One option of course is in reducing the scope of the RTM that they notify the estate holder and if they are reluctant that they may need to consider appointing an FTT manager. Even acquring it is no bed of roses in one case where the two blocks formed a third company and negotiated transfer it created all manner of new arguments. this is where the work is needed on any reform. Where it involves staff, entry systems or utilities street lights etc this is not simply cancelling the cleaner, and can openand RTM to all manner of litigation local authority enforcement or even criminal action ( say health and safety)
We might see the “estate holder” e.g. freeholder seeking recompense for lost management income and fees. Perhaps RTMs shut up shop ( with perhaps catastrophic implications for the directors who just volunteered to see the garden was mowed properly) and then enfanchise or seek manager appointment….
On point d this was the orginal dilema , common to most legislation, that the exceptions and head scratchers would be solved by agreements and courts with detailed rules then, hopefully set out e.g. the appeal on Philips v Francis.

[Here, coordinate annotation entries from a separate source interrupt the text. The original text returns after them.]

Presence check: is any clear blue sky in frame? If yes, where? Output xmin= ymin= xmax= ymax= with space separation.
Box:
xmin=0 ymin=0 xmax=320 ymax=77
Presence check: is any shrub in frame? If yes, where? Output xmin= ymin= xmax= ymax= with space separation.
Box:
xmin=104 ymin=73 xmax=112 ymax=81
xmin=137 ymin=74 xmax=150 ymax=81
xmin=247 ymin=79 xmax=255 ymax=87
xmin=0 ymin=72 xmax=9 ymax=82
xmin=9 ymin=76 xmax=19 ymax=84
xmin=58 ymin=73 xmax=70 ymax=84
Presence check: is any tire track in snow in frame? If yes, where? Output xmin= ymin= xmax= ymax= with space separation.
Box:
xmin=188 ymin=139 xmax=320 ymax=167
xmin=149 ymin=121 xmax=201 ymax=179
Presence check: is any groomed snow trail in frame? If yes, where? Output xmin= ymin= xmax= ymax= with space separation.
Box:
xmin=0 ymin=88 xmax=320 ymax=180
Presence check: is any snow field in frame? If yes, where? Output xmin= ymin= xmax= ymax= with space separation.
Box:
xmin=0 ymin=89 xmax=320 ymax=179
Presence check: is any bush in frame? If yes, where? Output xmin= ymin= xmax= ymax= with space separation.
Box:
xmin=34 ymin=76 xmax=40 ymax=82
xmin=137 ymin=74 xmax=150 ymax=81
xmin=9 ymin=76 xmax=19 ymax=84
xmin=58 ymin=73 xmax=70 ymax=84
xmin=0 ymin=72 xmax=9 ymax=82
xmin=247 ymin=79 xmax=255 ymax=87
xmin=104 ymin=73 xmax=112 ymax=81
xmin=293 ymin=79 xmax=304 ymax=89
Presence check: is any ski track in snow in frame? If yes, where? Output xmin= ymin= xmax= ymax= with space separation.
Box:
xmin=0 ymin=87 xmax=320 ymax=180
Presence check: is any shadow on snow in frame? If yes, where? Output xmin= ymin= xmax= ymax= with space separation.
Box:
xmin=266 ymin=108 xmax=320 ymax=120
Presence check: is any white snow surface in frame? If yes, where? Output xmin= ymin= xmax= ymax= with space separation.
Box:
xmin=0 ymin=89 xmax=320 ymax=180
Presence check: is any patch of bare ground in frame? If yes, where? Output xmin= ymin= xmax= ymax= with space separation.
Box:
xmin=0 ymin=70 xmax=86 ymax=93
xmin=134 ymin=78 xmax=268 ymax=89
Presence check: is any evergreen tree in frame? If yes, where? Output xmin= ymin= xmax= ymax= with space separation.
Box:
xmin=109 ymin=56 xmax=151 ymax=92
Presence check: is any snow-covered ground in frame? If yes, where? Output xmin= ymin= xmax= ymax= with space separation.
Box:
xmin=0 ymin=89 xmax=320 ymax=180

on point c yes this is what has and does happen, If ground rents are to dissappear there is potentilal that no freeholder will have any interest what so ever in retention or as we see in some schemes a complex set up arises for asset managers to buy and and restrictions on title and deeds of covenant to milk.
on e those of us drafting the lease structure for the lawyers to draw up have made them capable of RTM to minimise problems e.g. as chedule of block A and estate A and Estate Road/ street lights main gate etc which serves everybody not jsut the rtm blocks . In practise it is very hard as the existing arrangements cease unless they are incapable of division so it is limited to structure and services and any rights which impede this.
Frankly it creates more problems than it solves and the decision wrong in that it is contrary to whole direction of leasehold reform and public policy
How do you get on if you have baught your parking spot with your apartment and not much land that sarrounds us and we are in a cul de sac
Does the settles court ruling only refer to shered land rather then a property who use is only used by one block is the ruling relefent to this
“RTM companies get the “block” functions and any functions relating to land which is exclusively used by that block (e.g. a private garden) but not any land over which there are any third party management rights.”